After the show was announced, Hyperallergic critiqued the series, which focuses on the Caribbean genre of reggaeton, for its lack of Puerto Rican producers. After its release, it was noted that Daddy Yankee was added as an executive producer and guest star for the series. The executive music producers are Tainy, Lex Borrero, and Ivan Rodriguez, collectively known as Tainy & One Six.

All eight episodes were released on Netflix on October 19, 2023.

== Reception ==
In a positive review for Variety, Aramide Tinubu wrote, "Glossy and fun, the reggaeton-centered “Neon” puts the viewer in the mind of “Rap Sh!t” without the grit framing the Issa Rae-created show. It's a series about friendship, determination and the perils of the modern-day music industry." Kelly Lawler of USA Today reviewed Neon as 3.5/4 stars and described it as "funny, occasionally absurd and with a vision to match its glowing title." While The Hollywood Reporter's Angie Han praised Neon for "delivering an endless party set to danceable beats, and populated by characters worth giving a damn about" she also wrote, "Neon‘s glossy positivity limits its portrayal of the reggaeton world to the surface level.

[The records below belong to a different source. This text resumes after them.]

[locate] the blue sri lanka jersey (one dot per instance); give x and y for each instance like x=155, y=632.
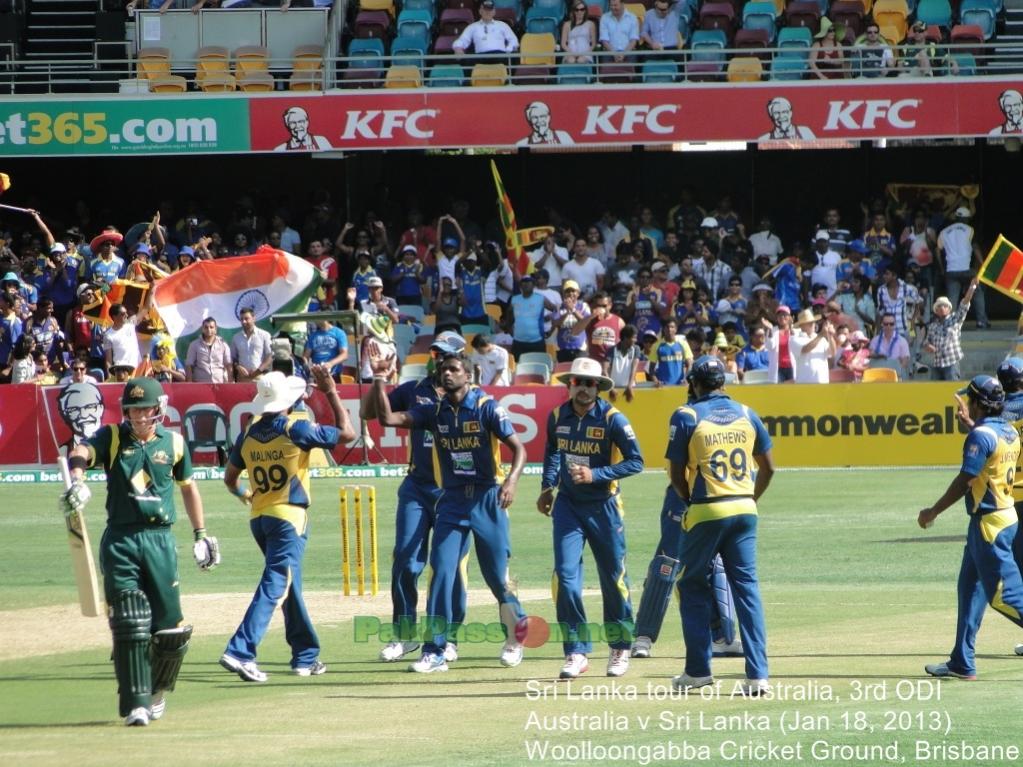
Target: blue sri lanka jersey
x=420, y=441
x=716, y=439
x=466, y=439
x=989, y=455
x=1014, y=414
x=602, y=440
x=275, y=450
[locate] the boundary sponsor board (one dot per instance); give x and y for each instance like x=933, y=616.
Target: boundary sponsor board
x=772, y=113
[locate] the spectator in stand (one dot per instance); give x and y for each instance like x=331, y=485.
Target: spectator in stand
x=889, y=345
x=209, y=358
x=813, y=348
x=251, y=348
x=765, y=242
x=578, y=35
x=827, y=59
x=106, y=266
x=327, y=346
x=572, y=312
x=755, y=355
x=490, y=39
x=603, y=328
x=407, y=278
x=587, y=272
x=551, y=257
x=623, y=363
x=943, y=335
x=876, y=57
x=714, y=272
x=825, y=271
x=491, y=361
x=121, y=348
x=957, y=256
x=672, y=357
x=619, y=32
x=782, y=363
x=660, y=30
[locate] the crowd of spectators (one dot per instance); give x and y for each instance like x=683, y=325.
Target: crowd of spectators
x=642, y=295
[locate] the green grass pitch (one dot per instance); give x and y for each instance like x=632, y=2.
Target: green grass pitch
x=857, y=599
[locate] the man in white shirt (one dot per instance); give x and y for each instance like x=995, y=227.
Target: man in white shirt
x=586, y=271
x=826, y=270
x=491, y=360
x=812, y=349
x=488, y=36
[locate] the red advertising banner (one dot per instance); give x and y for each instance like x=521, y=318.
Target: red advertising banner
x=37, y=423
x=637, y=115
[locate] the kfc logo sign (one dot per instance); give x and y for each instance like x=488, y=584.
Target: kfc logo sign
x=376, y=124
x=619, y=120
x=864, y=115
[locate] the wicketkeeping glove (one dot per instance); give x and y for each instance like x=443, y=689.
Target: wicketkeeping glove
x=75, y=498
x=206, y=550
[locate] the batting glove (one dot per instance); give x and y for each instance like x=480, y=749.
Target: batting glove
x=206, y=550
x=76, y=497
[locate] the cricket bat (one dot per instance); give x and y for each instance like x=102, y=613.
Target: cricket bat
x=81, y=556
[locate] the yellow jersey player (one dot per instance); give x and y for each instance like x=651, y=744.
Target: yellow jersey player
x=988, y=574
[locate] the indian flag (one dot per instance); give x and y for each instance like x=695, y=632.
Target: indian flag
x=269, y=282
x=1003, y=269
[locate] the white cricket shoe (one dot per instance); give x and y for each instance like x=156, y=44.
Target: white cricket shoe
x=641, y=646
x=575, y=664
x=512, y=653
x=429, y=663
x=397, y=649
x=138, y=718
x=721, y=648
x=159, y=706
x=755, y=686
x=618, y=663
x=685, y=682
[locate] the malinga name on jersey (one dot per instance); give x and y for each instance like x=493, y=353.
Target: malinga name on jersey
x=458, y=443
x=579, y=447
x=266, y=455
x=725, y=438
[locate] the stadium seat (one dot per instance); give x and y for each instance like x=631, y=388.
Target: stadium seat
x=454, y=20
x=892, y=13
x=251, y=59
x=575, y=74
x=935, y=12
x=372, y=24
x=745, y=70
x=153, y=62
x=760, y=15
x=803, y=13
x=536, y=50
x=256, y=82
x=168, y=84
x=403, y=76
x=880, y=375
x=660, y=71
x=981, y=13
x=848, y=12
x=786, y=66
x=541, y=358
x=489, y=76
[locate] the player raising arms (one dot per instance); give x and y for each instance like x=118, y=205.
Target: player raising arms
x=988, y=574
x=138, y=554
x=720, y=464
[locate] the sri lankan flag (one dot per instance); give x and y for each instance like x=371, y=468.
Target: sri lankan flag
x=1003, y=269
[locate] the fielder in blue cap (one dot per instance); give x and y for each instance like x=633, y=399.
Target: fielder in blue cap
x=988, y=574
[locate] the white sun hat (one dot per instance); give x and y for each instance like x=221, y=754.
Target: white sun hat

For all its gushing over its celebrity cameos, the series spends very little time exploring what makes the genre unique — why specifically it speaks to Santi, what sets this corner of the music industry apart from the ones chronicled in, say, Dave or Atlanta or The Idol or the similarly Miami-set but much grittier Rap Sh!t." In a less positive review, Cristina Escobar stated for RogerEbert.com, "“Neon” is a series of jokes, rhythms, and points with no guiding anchor. It's a lot of things, but excellent is not one of them. And that's a shame, especially as reggaeton continues its global dominance; we will need more shows and films depicting its particular culture and cadence."